Bret McGowen presented on Serverless machine learning at Google. You can watch his full talk here but here are my notes.
Serverless
Four principles:
- no need to manage/think about servers
- no upfront provisioning, scale as you go (can't be wrong about having enough capacity)
- pay per use
- stateless/ephemeral
Serverless at Google:
- Background functions: Cloud Storage, Cloud Pub/Sub
- HTTP functions: API, Webhooks, Browser
Machine Learning
Machine learning is using many examples to answer questions.
Machine Learning at Google:
- Use your own data: TensorFlow and Cloud Machine Learning Engine
- Pretrained ML models: Cloud (Vision, Speech, Natural Language, Translation) API, Cloud Video Intelligence
Specifics on capabilities of Cloud Vision API:
- Label detection (dog or mop?)
- Face detection (within the photo, here is the location of the face)

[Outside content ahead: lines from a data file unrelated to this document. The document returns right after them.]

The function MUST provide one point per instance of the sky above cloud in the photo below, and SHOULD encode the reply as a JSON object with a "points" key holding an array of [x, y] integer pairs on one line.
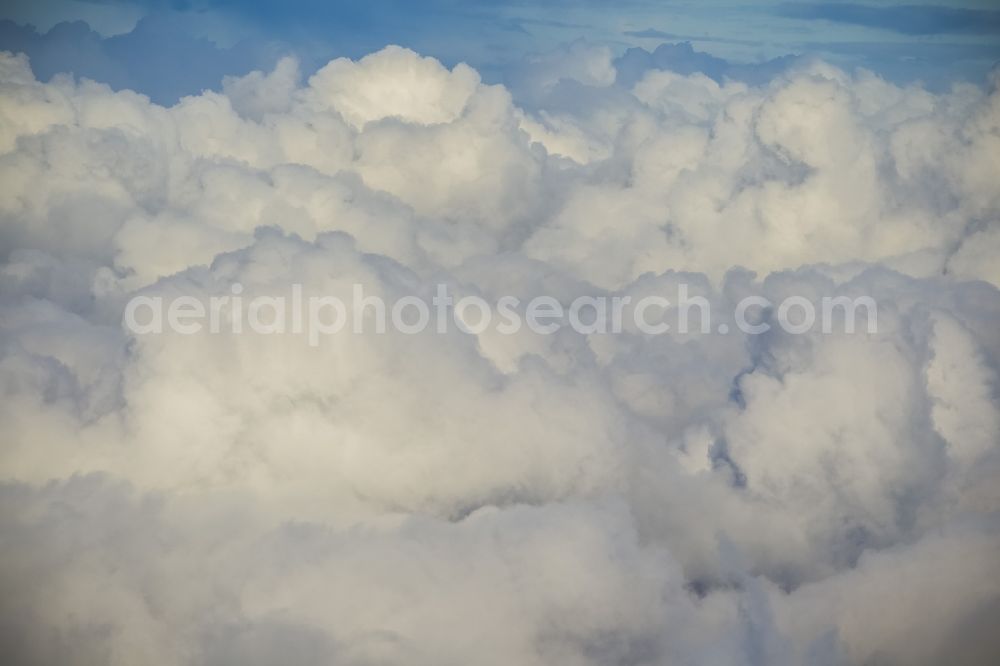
{"points": [[126, 43], [463, 498]]}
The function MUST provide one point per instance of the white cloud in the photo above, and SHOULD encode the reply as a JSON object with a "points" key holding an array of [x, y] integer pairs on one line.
{"points": [[524, 499]]}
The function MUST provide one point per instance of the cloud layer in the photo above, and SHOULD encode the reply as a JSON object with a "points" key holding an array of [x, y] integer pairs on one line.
{"points": [[460, 499]]}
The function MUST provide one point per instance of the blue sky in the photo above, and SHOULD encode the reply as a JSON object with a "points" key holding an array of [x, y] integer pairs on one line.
{"points": [[169, 49]]}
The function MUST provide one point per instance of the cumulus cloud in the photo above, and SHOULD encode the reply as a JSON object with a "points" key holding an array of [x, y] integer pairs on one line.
{"points": [[824, 498]]}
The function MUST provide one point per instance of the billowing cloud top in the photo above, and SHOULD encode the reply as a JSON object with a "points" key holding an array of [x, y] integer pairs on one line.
{"points": [[489, 499]]}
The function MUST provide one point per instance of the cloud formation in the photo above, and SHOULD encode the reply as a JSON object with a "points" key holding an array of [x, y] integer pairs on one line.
{"points": [[459, 499]]}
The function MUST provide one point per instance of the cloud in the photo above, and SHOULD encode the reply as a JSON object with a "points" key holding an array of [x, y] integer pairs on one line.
{"points": [[905, 19], [482, 498]]}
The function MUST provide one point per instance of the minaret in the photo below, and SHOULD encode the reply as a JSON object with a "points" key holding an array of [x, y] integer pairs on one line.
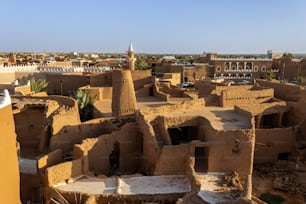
{"points": [[123, 97], [131, 57]]}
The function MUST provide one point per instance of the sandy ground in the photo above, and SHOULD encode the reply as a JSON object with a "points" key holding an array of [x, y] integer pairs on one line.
{"points": [[144, 185], [212, 190]]}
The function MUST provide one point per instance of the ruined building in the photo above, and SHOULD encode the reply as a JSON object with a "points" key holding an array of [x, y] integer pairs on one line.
{"points": [[131, 57], [123, 96], [9, 171]]}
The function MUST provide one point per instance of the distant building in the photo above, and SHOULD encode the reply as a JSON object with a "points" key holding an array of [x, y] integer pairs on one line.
{"points": [[131, 57]]}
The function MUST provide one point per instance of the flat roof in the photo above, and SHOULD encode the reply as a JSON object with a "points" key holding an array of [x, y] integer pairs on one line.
{"points": [[139, 185]]}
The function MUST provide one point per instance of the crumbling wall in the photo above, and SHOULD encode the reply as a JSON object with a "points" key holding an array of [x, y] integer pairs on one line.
{"points": [[97, 151], [271, 142], [123, 98], [30, 125], [172, 160], [239, 96], [98, 93], [230, 150], [66, 116], [141, 78], [63, 172], [66, 84], [101, 80], [69, 135], [9, 171]]}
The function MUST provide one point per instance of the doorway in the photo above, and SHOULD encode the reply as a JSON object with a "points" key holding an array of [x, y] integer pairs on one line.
{"points": [[201, 159]]}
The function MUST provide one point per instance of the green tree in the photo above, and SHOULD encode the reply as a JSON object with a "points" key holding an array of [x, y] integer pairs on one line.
{"points": [[38, 85], [142, 64], [269, 75], [85, 104], [288, 55]]}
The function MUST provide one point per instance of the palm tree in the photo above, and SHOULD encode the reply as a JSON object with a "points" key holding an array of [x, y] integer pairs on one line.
{"points": [[269, 75], [38, 85], [85, 104]]}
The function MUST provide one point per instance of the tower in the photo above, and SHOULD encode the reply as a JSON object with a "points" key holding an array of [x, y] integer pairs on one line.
{"points": [[124, 98], [131, 57], [12, 58]]}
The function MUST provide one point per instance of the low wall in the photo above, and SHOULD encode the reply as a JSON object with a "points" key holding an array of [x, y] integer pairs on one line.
{"points": [[271, 142], [98, 93], [100, 148], [286, 92], [63, 172], [232, 97], [69, 135], [49, 159], [172, 160]]}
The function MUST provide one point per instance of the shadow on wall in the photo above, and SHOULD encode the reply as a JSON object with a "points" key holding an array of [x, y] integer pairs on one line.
{"points": [[117, 153], [70, 135]]}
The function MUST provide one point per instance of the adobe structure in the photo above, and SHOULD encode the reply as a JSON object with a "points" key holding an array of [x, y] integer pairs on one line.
{"points": [[9, 171], [131, 57], [124, 99], [154, 142]]}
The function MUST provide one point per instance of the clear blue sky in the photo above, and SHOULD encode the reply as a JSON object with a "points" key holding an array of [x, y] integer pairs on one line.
{"points": [[154, 26]]}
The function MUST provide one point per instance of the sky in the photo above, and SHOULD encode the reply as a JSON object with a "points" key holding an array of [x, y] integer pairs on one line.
{"points": [[153, 26]]}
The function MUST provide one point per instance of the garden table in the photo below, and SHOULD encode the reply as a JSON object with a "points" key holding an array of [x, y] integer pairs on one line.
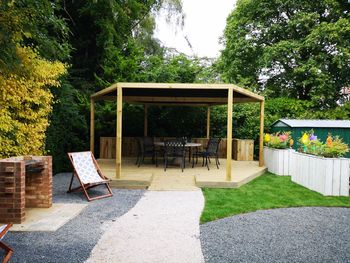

- OCR (read text from photos)
- Explicit content detection (violence/adult)
- Landmark detection (that's the Eiffel tower!)
- Local Detection (not sure)
Other Cloud Vision features:
- crop hints - suggested crop dimensions
- web annotations - suggested other metadata to search about your page - eg from a photo of an iconic car, it can tell you the model of car, what film it was from, where it probably is. And can give you other matching images to back it up.
Cloud event trigger walkthrough
Cloud storage -> Cloud Functions -> Cloud vision API
NLP: extract entities from a sentence, sentiment analysis, syntax analysis (parse sentence to a lemma so you can see the parts of speech dependency graph)
Speech API
Speech to text transcription in 110 languages.
Azar - uses cloud speech api and cloud translation api to talk
Also gives timestamp of each word on top of transcript.
Video Intelligence API
Look through the whole video to label things.